O laboratório a céu aberto consiste em uma inovação na área acadêmica, pois os alunos das Engenharias e Arquitetura têm a possibilidade de conhecer na prática todo o processo de instalação e funcionamento dos mais diversos tipos de sistema de aquecimento solar. O espaço também é aberto para capacitação de profissionais da área de todo o país e desenvolvimento de novos projetos.

“Encontramos apoio aqui no Unisalesiano e juntos vamos crescer. Nossa região é a mais ensolarada do país e temos muito para aproveitar tanto na tecnologia do solar térmico tanto do fotovoltaico (desenvolve força eletromotriz pela ação da luz)”, explicou o CEO e diretor executivo da Solis, Luiz Antonio Santos Pinto.

A apresentação do projeto foi feita pelo gerente técnico da empresa, o engenheiro Leonardo Chamone Cardoso. Ele explicou que o laboratório possui quatro bancadas que simulam condições reais do funcionamento de sistema de aquecimento solar. “Temos duas bancadas de baixa pressão em circulação natural, modelo que representa hoje em torno de 80% das instalações no Brasil”, ressaltou ele, ao apontar outras duas bancadas de sistema de alta pressão – modelo que vem crescendo muito no país e garante mais conforto, vazão e pressão nas duchas.

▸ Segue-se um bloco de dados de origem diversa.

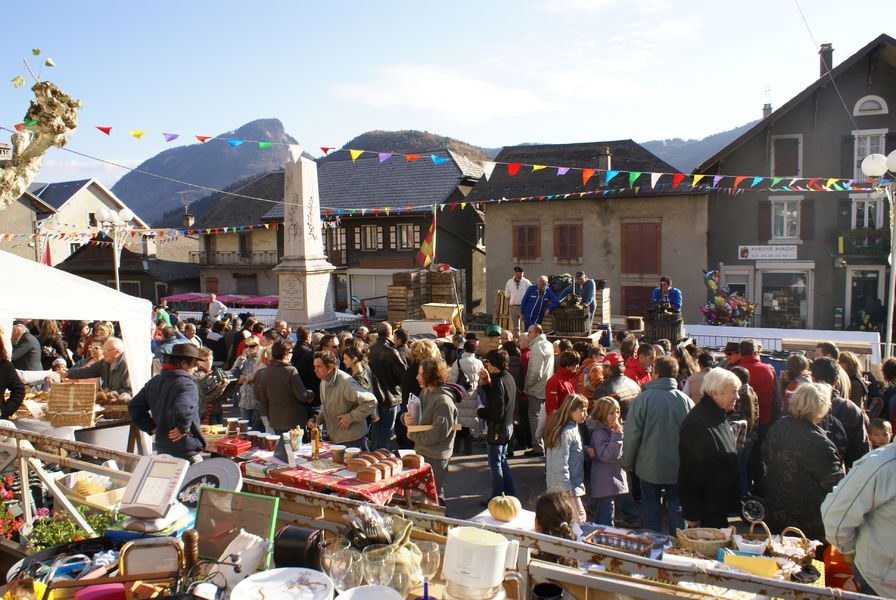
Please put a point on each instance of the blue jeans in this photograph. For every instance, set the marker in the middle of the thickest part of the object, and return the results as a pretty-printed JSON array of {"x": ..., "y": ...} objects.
[
  {"x": 381, "y": 431},
  {"x": 650, "y": 504},
  {"x": 502, "y": 480}
]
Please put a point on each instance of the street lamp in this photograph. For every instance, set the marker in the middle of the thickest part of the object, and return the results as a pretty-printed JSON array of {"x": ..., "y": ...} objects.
[
  {"x": 117, "y": 226},
  {"x": 875, "y": 166}
]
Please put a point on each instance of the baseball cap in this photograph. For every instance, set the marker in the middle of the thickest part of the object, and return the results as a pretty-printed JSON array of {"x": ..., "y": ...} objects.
[{"x": 613, "y": 359}]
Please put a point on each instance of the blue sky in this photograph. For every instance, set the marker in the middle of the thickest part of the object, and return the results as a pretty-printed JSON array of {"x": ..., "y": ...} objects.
[{"x": 490, "y": 73}]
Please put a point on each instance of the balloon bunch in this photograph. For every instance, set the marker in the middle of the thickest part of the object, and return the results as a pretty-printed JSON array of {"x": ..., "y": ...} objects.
[{"x": 726, "y": 307}]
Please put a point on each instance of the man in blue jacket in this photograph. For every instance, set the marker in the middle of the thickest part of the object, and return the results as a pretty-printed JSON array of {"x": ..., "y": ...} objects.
[
  {"x": 585, "y": 289},
  {"x": 538, "y": 301}
]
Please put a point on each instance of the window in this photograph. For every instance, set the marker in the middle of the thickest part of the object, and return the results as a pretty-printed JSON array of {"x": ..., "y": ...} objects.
[
  {"x": 785, "y": 218},
  {"x": 568, "y": 242},
  {"x": 867, "y": 213},
  {"x": 641, "y": 247},
  {"x": 867, "y": 141},
  {"x": 787, "y": 155},
  {"x": 870, "y": 105},
  {"x": 526, "y": 243}
]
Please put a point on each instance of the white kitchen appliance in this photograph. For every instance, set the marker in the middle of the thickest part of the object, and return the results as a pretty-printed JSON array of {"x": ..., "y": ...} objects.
[{"x": 476, "y": 564}]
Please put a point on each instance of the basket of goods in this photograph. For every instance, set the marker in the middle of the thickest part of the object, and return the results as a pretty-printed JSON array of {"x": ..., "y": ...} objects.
[
  {"x": 72, "y": 404},
  {"x": 630, "y": 544},
  {"x": 754, "y": 543},
  {"x": 798, "y": 549},
  {"x": 705, "y": 540}
]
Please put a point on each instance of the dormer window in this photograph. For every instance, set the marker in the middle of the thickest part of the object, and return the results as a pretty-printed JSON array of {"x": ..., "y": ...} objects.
[{"x": 870, "y": 105}]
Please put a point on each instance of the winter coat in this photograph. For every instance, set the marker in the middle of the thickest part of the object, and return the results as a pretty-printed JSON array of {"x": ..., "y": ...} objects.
[
  {"x": 342, "y": 395},
  {"x": 607, "y": 476},
  {"x": 565, "y": 464},
  {"x": 803, "y": 467},
  {"x": 438, "y": 407},
  {"x": 167, "y": 401},
  {"x": 652, "y": 431},
  {"x": 541, "y": 366},
  {"x": 707, "y": 465}
]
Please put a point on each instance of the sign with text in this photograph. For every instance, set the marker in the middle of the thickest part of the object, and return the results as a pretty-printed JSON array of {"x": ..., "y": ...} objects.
[{"x": 782, "y": 252}]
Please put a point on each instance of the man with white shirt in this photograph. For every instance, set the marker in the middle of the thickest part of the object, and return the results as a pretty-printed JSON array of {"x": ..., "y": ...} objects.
[{"x": 514, "y": 291}]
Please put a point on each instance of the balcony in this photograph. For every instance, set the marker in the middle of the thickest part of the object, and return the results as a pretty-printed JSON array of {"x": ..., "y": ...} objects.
[{"x": 266, "y": 258}]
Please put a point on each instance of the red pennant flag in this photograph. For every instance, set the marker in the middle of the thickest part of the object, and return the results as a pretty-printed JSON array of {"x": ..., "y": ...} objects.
[{"x": 676, "y": 179}]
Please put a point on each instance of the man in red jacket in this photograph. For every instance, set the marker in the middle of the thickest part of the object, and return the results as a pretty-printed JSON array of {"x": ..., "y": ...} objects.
[
  {"x": 640, "y": 367},
  {"x": 562, "y": 383},
  {"x": 762, "y": 380}
]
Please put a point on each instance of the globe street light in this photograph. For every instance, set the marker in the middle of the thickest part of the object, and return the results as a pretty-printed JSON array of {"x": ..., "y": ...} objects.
[
  {"x": 117, "y": 226},
  {"x": 875, "y": 166}
]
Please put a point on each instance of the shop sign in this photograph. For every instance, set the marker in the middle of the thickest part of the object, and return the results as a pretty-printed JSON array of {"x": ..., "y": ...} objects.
[{"x": 782, "y": 252}]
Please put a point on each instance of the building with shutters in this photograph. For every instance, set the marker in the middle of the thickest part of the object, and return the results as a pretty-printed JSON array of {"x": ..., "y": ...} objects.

Padre Luigi Favero destacou que a parceria deu certo e está muito satisfeito com os resultados. “Quero agradecer a Solis, vocês fizeram vossa parte e nós fizemos a nossa”, frisou o reitor, que abençoou todos os convidados e também o laboratório.

PESQUISA

De acordo com o coordenador dos cursos de Engenharias do Unisalesiano, Nelson Hitoshi Takiy, o objetivo é tornar o laboratório de energia solar uma referência de pesquisa. “A estrutura contribuirá não só para os cursos de engenharia mecânica, mecatrônica, civil e para arquitetura, mas também para toda a nossa região”, lembrou.